Wie kürzlich berichtet, wurden im Rahmen der German Comic Con Dortmund in insgesamt 30 Kategorien die besten Werke und Künstler 2017 mit dem Rudolph Dirks Award für grafische Literatur ausgezeichnet.
Der große Abräumer des Rudolph Dirks Award für grafische Literatur war die Comic-Serie Gung Ho der beiden deutschen Comic-Künstler Benjamin von Eckartsberg und Thomas von Kummant. Für die Serie, die bei Cross Cult erscheint und bereits beim 3. Album angekommen ist, gab es den Rudolph Dirks Award in den beiden Kategorien "SciFi/Alternative Geschichte" und "Action/Abenteuer". Außerdem gewannen die beiden Künstler die individuellen Preise für "Deutschand – Bestes Szenario" und "Deutschland – Beste Zeichnungen".
Gung Ho, ein Genre-Mischling aus Teenager-Drama und Action-Survival-Story ist nach Goethe Band 2 und der Adaption von Wolfgang Hohlbeins Die Chronik der Unsterblichen die dritte Koproduktion der Bajuwaren, die für ihr Comicschaffen im In- und Ausland bereits mehrfach ausgezeichnet wurden. Das Kernthema des auf fünf Bände angelegten Projekts ist das Erwachsenwerden in einer Gesellschaft, deren Regeln man nicht mitentwickelt hat. Es geht um die destruktiven Kräfte der Jugend, aber auch um ihr Potenzial zur Erneuerung der Gesellschaft. Gung Ho erscheint in Deutschland bei Cross Cult.
PPM stellte den beiden Künstlern vor einiger Zeit Fragen rund um GUNG HO.

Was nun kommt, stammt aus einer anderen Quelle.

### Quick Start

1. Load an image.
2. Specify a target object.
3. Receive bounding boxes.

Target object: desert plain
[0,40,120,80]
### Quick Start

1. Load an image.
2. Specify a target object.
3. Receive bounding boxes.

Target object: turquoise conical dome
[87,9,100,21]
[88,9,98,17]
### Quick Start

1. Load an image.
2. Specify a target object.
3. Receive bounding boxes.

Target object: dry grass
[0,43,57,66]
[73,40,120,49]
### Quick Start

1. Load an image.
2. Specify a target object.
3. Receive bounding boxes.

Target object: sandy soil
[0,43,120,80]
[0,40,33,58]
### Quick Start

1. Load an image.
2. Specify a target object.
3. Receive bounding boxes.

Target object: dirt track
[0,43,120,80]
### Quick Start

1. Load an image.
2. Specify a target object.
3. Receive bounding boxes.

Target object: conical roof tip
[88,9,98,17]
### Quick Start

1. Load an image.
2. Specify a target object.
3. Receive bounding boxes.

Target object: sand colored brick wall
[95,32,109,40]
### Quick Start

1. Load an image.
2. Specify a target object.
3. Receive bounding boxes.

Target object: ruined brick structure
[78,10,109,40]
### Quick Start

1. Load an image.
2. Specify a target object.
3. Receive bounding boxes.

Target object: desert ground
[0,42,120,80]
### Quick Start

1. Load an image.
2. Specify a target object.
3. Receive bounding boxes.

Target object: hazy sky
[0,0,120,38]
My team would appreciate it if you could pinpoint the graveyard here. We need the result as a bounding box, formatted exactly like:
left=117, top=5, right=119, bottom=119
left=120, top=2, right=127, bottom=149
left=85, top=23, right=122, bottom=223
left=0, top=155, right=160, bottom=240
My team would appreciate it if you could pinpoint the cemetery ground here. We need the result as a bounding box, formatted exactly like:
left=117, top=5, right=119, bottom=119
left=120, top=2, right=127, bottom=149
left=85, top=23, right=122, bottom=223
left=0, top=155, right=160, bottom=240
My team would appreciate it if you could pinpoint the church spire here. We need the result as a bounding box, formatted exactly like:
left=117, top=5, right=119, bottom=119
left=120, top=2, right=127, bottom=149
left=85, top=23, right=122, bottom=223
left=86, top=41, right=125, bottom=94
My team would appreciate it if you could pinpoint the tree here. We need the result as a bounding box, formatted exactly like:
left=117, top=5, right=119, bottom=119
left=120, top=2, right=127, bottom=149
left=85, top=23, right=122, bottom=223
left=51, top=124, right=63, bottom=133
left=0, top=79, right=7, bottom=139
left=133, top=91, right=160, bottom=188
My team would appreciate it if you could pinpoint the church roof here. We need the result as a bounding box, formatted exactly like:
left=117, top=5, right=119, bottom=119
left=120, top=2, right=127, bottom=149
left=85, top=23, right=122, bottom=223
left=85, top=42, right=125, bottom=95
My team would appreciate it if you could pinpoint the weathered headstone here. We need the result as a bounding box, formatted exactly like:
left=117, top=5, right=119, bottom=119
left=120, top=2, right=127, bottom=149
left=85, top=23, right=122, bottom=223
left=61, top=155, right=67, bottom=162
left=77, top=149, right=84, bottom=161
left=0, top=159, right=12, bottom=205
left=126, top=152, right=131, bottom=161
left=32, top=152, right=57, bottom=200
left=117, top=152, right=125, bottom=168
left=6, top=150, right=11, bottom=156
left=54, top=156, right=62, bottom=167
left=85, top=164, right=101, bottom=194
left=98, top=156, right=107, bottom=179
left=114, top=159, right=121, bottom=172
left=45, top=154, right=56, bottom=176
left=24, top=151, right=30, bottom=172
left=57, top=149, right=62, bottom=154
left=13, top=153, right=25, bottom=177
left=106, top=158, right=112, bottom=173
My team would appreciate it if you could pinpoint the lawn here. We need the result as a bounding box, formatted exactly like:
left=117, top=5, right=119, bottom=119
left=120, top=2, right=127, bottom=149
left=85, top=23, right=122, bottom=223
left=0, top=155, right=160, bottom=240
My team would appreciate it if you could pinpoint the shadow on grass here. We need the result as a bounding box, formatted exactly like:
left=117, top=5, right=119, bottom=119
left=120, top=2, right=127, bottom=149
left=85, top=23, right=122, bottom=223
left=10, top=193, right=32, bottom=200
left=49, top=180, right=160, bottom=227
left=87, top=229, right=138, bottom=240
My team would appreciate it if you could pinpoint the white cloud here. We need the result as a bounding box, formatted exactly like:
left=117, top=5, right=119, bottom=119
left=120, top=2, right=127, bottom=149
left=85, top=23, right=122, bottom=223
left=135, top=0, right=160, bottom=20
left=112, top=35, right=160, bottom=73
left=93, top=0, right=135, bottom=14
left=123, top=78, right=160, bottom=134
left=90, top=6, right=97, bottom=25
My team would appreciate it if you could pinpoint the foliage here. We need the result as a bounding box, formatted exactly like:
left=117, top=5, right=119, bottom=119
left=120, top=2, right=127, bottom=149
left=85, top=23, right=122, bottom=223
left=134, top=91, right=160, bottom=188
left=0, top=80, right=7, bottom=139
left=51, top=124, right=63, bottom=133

PPM: Zunächst mal ist da der Titel eurer Comic-Serie, die neugierig macht: Gung Ho!
Was bedeutet das?
Benjamin von Eckartsberg: Gung Ho ist ein aus dem Chinesischen abgeleiteter Amerikanismus und bedeutet soviel wie „motiviert, engagiert“ und „in Harmonie zusammenarbeiten“. Mit der Zeit hat er verschiedene Bedeutungen erlangt, z.B. wurde er im 2. Weltkrieg von den Marines als Kampfschrei verwendet, in dem Sinn, dass alle sich einer einzigen Idee verschreiben und darauf hinarbeiten, sozusagen ein Slang-Ausdruck für den richtigen Kampfgeist. Der Begriff hat sich daraufhin in den USA verbreitet und weiterentwickelt.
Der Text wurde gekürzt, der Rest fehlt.